The Choir of the Carmelite Priory, London
Simon Lloyd, director
The Muscovite Alexander Tchaikovsky (b. 1946) – nephew of Boris Tchaikovsky but no relative to Pyotr Ilich – is one of the most highly respected composers at work in contemporary Russia, and yet his music has had little exposure to western audiences. His symphonic style owes something to that of his uncle: it likewise patiently develops enormous power over large expanses of sound, although there is also room for gently ironic touches of nostalgia. Much of the Third Symphony (1995–2002), scored for a huge orchestra, is infused with waltz rhythms: it uses material from sketches for an abandoned ballet based on Dostoyevsky’s The Devils. The Seventh Symphony is very much a work de nos jours: Tchaikovsky composed it during the Covid-19 pandemic, scored it for a socially distanced orchestra of strings, percussion and piano – at which point, as he writes, ‘the virus then took revenge’, and he fell ill himself. The message of the work is clear, as the turmoil of the first movement gives way to a message of hope in the second.

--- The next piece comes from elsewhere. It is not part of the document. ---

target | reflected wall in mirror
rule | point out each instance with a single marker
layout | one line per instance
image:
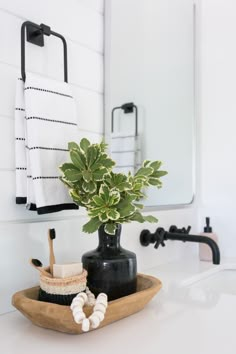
(149, 60)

Siberian Symphony Orchestra
Andrey Lopatin, violin (Track 4)
Dmitry Vasiliev, conductor
The ‘École de Paris’ was a group of composers from central and eastern Europe who made the French capital their home in the 1920s and ’30s. One of their number was the Romanian Marcel Mihalovici, born in Bucharest in 1898 and based in Paris from 1919 until his death in 1985 – one of the most significant of twentieth-century composers who has yet to receive the recognition he deserves. This first album dedicated to his piano music traces his stylistic evolution, the early blend of French insouciance, echoes of eastern European folk-music and Neo-Classical contrapuntal clarity gradually taking a tougher turn and blending Bartók and Bach. It ends with a monumental passacaglia for the left hand alone, one of the most daunting summits of the piano literature.